Fran O'Leary

Personal information
- Date of birth: 1962 or 1963 (age 63–64)
- Place of birth: Dublin, Ireland

Managerial career
- Years: Team
- Boston College Eagles (assistant)
- New Hampshire Wildcats (assistant)
- 1989–1991: Elmira Eagles
- 1992–1993: Kenyon Lords
- 1994–2000: Dartmouth Big Green
- 2001–2004: George Mason Patriots
- 2005–2012: Bowdoin Polar Bears
- 2013–2014: Toronto FC (assistant)
- 2015–: UMass Minutemen

= Fran O'Leary =

Irish soccer manager (born 1962 or 1963)

Fran O'Leary (born 1962 or 1963) is an Irish soccer coach. He is the men's head coach for the UMass Minutemen.

==Playing career==
O'Leary played on the youth team of League of Ireland Club, St. Patrick's Athletic."

==Coaching career==
O'Leary started his coaching career as an assistant at Boston College, and later the University of New Hampshire. From 1989 to 1991, he served as the men's soccer head coach at Elmira College, where he posted a 38-11-2 record. From 1992 to 1993, he moved to Kenyon College, where he posted a 32-4-4 record as a head coach. From 1994 to 2000, he was the men's soccer head coach at Dartmouth College, where he went 56-48-14. From 2001 to 2005, he served as the men's soccer head coach at George Mason University. He posted a career record of 160-96-32.

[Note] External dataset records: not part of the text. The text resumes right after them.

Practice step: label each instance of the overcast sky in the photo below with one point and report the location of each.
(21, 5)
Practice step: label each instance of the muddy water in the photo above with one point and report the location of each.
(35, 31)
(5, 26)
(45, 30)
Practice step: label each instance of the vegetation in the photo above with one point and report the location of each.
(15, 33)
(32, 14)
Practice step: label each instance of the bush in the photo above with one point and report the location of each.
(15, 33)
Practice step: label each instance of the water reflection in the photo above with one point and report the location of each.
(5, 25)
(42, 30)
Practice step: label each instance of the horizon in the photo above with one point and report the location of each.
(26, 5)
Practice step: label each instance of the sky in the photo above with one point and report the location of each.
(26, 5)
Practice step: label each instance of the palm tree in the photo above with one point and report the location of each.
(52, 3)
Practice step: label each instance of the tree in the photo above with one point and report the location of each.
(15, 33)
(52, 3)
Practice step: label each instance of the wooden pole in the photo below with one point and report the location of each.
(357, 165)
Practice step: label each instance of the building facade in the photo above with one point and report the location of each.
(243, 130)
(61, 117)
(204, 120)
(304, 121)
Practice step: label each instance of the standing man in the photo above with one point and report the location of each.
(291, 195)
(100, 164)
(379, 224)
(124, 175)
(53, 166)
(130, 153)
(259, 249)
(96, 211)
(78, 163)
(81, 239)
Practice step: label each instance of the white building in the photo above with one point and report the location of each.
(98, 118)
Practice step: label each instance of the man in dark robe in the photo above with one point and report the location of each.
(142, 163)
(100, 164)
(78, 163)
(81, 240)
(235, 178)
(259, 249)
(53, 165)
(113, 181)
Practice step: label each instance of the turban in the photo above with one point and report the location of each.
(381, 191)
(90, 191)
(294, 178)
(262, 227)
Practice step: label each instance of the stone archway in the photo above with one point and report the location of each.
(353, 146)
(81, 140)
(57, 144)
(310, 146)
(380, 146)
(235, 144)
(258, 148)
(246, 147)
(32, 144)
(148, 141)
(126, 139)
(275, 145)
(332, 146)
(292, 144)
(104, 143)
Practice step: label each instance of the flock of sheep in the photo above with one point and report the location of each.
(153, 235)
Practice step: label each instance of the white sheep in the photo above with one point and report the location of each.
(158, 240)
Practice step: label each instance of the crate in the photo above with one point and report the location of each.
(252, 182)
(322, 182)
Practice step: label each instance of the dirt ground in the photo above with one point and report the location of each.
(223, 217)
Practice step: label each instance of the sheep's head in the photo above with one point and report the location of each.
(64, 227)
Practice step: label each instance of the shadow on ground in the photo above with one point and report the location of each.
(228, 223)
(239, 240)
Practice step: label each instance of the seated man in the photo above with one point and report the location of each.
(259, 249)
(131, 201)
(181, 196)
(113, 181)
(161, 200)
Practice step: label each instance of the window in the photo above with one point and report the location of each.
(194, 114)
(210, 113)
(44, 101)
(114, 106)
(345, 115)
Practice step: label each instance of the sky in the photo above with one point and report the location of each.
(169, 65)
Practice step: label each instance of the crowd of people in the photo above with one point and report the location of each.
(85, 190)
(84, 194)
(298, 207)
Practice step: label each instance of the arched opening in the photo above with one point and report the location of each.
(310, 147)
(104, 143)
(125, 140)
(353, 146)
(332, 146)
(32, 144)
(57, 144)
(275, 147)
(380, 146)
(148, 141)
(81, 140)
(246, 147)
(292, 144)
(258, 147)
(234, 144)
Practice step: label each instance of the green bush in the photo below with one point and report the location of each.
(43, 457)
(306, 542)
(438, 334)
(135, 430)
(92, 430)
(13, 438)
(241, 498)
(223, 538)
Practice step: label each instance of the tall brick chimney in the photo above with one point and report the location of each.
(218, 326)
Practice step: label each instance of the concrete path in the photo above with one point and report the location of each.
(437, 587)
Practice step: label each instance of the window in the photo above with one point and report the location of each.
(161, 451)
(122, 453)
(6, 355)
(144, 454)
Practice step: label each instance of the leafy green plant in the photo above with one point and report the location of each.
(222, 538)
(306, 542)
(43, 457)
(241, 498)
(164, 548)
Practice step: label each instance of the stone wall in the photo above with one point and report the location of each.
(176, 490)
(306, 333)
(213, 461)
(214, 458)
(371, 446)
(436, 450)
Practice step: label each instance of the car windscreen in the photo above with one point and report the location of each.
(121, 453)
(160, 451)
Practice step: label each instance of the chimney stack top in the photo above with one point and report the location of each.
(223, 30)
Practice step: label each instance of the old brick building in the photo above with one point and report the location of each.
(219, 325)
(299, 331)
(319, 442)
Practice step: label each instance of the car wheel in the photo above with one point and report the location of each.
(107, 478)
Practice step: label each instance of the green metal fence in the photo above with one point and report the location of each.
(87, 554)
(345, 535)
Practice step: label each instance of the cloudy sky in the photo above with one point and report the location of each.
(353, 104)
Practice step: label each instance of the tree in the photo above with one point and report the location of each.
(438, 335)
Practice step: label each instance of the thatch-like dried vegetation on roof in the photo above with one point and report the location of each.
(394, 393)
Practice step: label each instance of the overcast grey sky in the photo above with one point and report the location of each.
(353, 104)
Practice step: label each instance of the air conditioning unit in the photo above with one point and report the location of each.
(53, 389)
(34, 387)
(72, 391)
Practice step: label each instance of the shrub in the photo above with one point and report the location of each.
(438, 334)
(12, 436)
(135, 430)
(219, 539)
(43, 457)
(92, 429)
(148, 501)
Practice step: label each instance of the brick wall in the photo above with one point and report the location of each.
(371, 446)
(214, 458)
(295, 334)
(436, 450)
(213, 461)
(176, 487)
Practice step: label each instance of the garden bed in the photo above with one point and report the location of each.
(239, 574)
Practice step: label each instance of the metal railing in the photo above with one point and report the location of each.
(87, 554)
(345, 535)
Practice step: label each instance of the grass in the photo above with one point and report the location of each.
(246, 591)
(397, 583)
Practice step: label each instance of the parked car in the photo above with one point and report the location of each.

From 2005 to 2012, he served as the men's soccer head coach at Bowdoin College, where he went 74-39-14.

In 2013 O'Leary was made an assistant coach of Toronto FC. He was fired in 2014 along with head coach Ryan Nelsen, assistants Jim Brennan and Duncan Oughton, and strength and conditioning coach Adrian Lamb.

In February 2015, O'Leary was named Men's Soccer Head Coach at the University of Massachusetts.

==Personal life==
O'Leary was born in Dublin, Ireland. He is married with two children.